On ne combat pas efficacement la violence politique avec des effets d’annonce


À l’heure où l’affaire des «Paradise Papers» révèle à quel point nombre de nos élites n’ont que faire des préoccupations existentielles quotidiennes du peuple, de nouveaux attentats terroristes sont à craindre.

PAR FRANÇOIS MEYLAN

Premièrement, parce que les fondamentaux demeurent inchangés par rapport à la situation qui prévalait il y a douze mois. À savoir, une lutte d’influence entre le clergé saoudien sunnite wahhabite et le clergé chiite symbolisé par l’Iran. Les alliés des protagonistes – qu’ils soient de circonstance ou contre nature – s’exposent particulièrement à l’action terroriste.

On ne le répétera jamais assez, le terrorisme n’est qu’une manière de faire de la politique. Ensuite, l’opération militaire «Daesh» qui visait initialement à renverser le dictateur de Damas a échoué. Les mercenaires de l’État islamique (EI) ont non seulement perdu leur sale guerre mais ils ont pour beaucoup été abandonnés sur le champ de bataille. En premier lieu par la Turquie d’Erdogan qui s’est finalement agenouillée devant le menaçant Poutine. Également par les marionnettistes du Golfe qui ont peu à peu changé leur fusil d’épaule, nul ne voulant s’afficher à côté du vaincu.

Un vaincu qui subit la loi du vainqueur. La tumeur a été traitée par une chimiothérapie sans précédent, à savoir les bombardements aériens de la coalition. Mais ce traitement n’a pas réussi à bloquer les métastases qui se sont au contraire multipliées. Les revenants du front irakien-syrien, ces franchisés et autoproclamés djihadistes circulent librement sous nos latitudes. La main-d’œuvre terroriste est nombreuse. Reste à savoir qui va l’employer et contre qui.

Comme le relève Jean-Christophe Victor, directeur du Laboratoire d’études politiques et cartographiques (Lépac) et concepteur de l’émission de télévision d’Arte «Le Dessous des Cartes»: «la violence des actes terroristes suscite des réactions émotionnelles et morales peu propices à l’objectivité qu’exige l’analyse politique. Ainsi, en l’absence de distance critique, la question du terrorisme devient à la fois le sujet et l’objet de multiples amalgames. Autant de confusions qui invoquent de l’examiner avec recul et méthode.»

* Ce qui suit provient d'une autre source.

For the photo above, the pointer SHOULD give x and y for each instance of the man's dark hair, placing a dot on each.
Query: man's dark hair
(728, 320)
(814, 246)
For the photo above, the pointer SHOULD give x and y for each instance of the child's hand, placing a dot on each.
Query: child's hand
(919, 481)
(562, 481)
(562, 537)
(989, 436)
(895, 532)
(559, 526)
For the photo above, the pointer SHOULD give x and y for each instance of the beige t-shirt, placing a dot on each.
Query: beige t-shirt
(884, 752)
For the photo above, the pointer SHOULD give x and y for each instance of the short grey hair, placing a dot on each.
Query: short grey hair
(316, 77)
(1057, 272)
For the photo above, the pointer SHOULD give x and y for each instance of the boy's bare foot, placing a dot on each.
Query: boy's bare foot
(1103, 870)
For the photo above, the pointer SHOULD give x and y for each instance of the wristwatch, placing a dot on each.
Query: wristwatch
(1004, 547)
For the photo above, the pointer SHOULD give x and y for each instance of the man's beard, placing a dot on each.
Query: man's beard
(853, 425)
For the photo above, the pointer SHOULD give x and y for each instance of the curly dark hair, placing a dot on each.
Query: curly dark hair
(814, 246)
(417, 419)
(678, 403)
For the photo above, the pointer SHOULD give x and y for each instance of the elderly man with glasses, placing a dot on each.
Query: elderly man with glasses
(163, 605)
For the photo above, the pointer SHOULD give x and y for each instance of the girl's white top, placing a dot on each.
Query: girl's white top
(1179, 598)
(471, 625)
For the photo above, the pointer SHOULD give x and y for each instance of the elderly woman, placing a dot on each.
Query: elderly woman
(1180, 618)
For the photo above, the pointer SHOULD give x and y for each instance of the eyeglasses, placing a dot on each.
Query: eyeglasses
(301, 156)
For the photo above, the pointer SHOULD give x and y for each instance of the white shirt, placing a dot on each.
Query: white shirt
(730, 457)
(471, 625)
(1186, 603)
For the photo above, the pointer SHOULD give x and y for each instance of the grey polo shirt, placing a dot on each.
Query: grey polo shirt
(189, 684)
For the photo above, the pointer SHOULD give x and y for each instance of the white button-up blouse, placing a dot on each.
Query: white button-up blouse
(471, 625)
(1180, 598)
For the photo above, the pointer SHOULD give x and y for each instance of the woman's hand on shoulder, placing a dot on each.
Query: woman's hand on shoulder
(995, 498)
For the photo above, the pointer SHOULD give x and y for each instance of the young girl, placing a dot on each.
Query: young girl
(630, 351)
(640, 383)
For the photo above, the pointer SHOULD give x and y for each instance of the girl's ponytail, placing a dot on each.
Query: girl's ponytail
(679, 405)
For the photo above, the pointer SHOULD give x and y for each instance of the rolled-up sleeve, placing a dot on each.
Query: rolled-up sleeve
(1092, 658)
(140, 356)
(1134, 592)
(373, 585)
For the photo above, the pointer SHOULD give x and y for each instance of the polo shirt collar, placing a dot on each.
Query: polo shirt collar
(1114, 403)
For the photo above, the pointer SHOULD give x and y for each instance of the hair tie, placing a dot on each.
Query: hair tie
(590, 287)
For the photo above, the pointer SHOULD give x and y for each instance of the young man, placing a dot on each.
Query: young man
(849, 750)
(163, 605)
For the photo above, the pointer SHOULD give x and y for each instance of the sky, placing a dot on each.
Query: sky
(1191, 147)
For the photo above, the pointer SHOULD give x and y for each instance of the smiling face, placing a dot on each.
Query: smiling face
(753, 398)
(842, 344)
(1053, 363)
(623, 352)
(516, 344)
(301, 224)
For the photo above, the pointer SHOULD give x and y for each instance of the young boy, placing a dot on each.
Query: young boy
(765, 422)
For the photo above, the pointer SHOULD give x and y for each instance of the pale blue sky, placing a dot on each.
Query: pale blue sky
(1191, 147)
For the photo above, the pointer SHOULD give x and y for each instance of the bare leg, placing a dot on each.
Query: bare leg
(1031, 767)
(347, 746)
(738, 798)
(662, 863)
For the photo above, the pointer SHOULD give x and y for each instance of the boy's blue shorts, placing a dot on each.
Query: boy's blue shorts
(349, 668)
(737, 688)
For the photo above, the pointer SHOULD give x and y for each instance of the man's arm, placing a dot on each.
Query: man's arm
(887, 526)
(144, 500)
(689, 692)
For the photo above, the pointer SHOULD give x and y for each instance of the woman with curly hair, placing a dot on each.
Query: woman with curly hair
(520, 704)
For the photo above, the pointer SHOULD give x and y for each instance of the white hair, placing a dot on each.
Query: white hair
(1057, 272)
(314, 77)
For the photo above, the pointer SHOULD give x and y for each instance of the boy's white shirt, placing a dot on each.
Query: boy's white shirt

Et d’ajouter le paradoxe de la domination militaire occidentale. Depuis les interventions militaires en Afghanistan, en Irak comme en Libye, on comprend que rien, aujourd’hui, ne peut empêcher les Occidentaux d’user de l’outil militaire, tant ils en maîtrisent supérieurement la technologie.

Dès lors le rééquilibre du rapport de force ne peut être atteint qu’en déplaçant  l’affrontement sur un terrain où la supériorité militaire n’est pas le facteur décisif. L’action terroriste permet d’atteindre cet objectif. Quatre types de cibles s’offrent à la violence politique:

1) Les personnes visées pour ce qu’elles représentent politiquement;
2) Les sites et structures telles que ambassades, centres de commandement, quartiers des affaires, Direction du renseignement, etc, etc, pour ce qu’ils représentent;
3) Les cibles permettant d’atteindre des symboles tels que sommets pour la paix, ONG, jeux olympiques etc, etc;
4) La vaste catégorie des anonymes que l’on peut atteindre dans toutes les concentrations de foule telles que manifestations, marchés de Noël, salle de spectacle, centre de loisir etc, etc.

Cette dernière est actuellement la plus visée. Parce que vulnérable du fait d’une multitude de commanditaires aux messages pas toujours très clairs. Mais aussi parce qu’elle permet d’atteindre une couverture médiatique importante. Communiquer plus fort que son voisin!

La prévention de l’action terroriste ne saurait faire l’économie d’une parfaite coordination entre l’échelon diplomatique, le politique, le renseignement, l’anti-terrorisme et la police de proximité. Quelles sont les conséquences de notre politique étrangère, sur quel pied marche-t-on?, se demande à bon escient le criminologue français Xavier Raufer. Quels sont les réseaux et viviers de nos possibles adversaires sur notre territoire? Sont-ils infiltrés par nos services de sécurité? Avec quels médiateurs et autres interlocuteurs potentiels  pouvons-nous travailler efficacement pour détecter et dissuader à temps le passage à l’acte?

Ce n’est qu’en dernier ressort que l’on liste et protège les cibles potentielles. Tout comme l’arrosage sécuritaire qui consiste à placer des militaires et des policiers devant tous les sites sensibles, la multiplication de nouvelles lois en la matière n’est qu’une action de communication. On ne combat pas efficacement la violence politique avec des effets d’annonce mais grâce à un travail de fond et en coulisses.